The city government, focused on planting all 8 million trees before the end of May, first ignored the pleas and censored relevant posts on Weibo. When the movement against their project suddenly picked up momentum in April, however, the officials seem to have been caught unprepared. One official from the Qingdao Municipal Bureau of Landscape and Forestry compared the outburst of discontent to a nuclear reaction, "it was so explosive." The force of the public inquiries seems to have finally forced the government to respond, if reluctantly, first through Internet announcements, newspaper briefings, television interviews, and eventually with an unprecedented online live chat between the city major and the citizens. Over 200,000 users logged on, crashing the server.
"I still need to talk to you about planting trees, because I can't talk about democracy."
The local government has also started to quietly undo its project, pulling out trees from some overcrowded areas. But the effort, which focused on social rather than mainstream media, has still not cooled public anger. For a government not used to responding to public sentiment, this sort of PR crisis has proven an extraordinary challenge. Many locals took the clumsy response as a sign of insincerity in the supposedly open dialogue. "Why don't you walk onto the stage, give a frank explanation, and apologize?" one web user asked.
The government posted a letter on its official website in late April, apologizing for the lack of communication with citizens and its sluggishness in responding to their questions.

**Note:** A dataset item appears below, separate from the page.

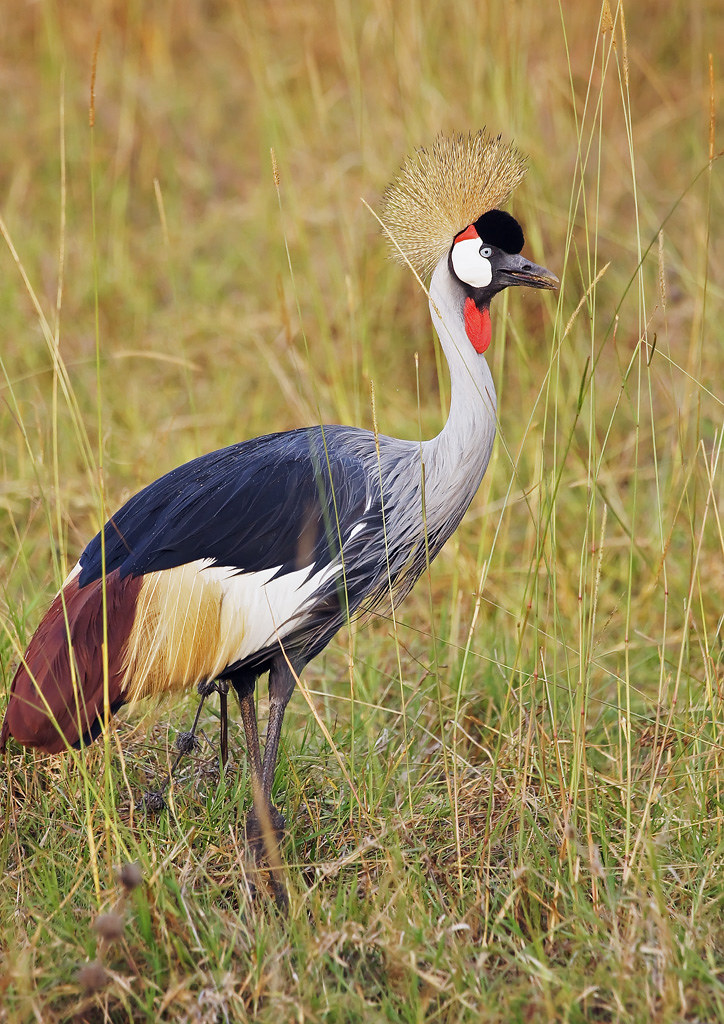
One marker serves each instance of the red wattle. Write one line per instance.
(477, 326)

This might seem like a victory for local citizens, but the Qingdao web activists confessed that they were disappointed.
"They tried to downplay the incident from the beginning to the end and remained silent most of the time, only putting up a show when pushed by public pressure," web user xiumubuxiang said. "They are not sincere."
Another user, a retired party cadre, said that he saw a wasted opportunity for the government to connect with its people. "Our demands are rational, and the leaders should have used it to conduct an equal conversation with us to build a positive image."
Still, in going after the trees that blocked their view of the ocean, Qingdao's citizen-activists also managed to shake the wall that has long blocked their access to the government and to public dissent. As for Qingdao's officials, they may better see the potential risks of lavish and costly government-administered projects, which are often a component of China's economic stimulus measures, but can sometimes go to extremes. When Chongqing party chief Bo Xilai was sacked, he left behind a city of expensive gingko trees, which cost the government 10 billion yuan in 2010. They were part of his expensive campaign to make the city a more "livable" and "accessible" place, but are now mockingly referred to by the citizens as "Xilai trees."
"Who is party secretary and who is the mayor makes no difference to me," zuoyeben, a leader in Qingdao's anti-tree planting movement, tweeted to his 2,800,000 followers on Weibo. "But I still need to talk to you about planting trees, because I can't talk about democracy."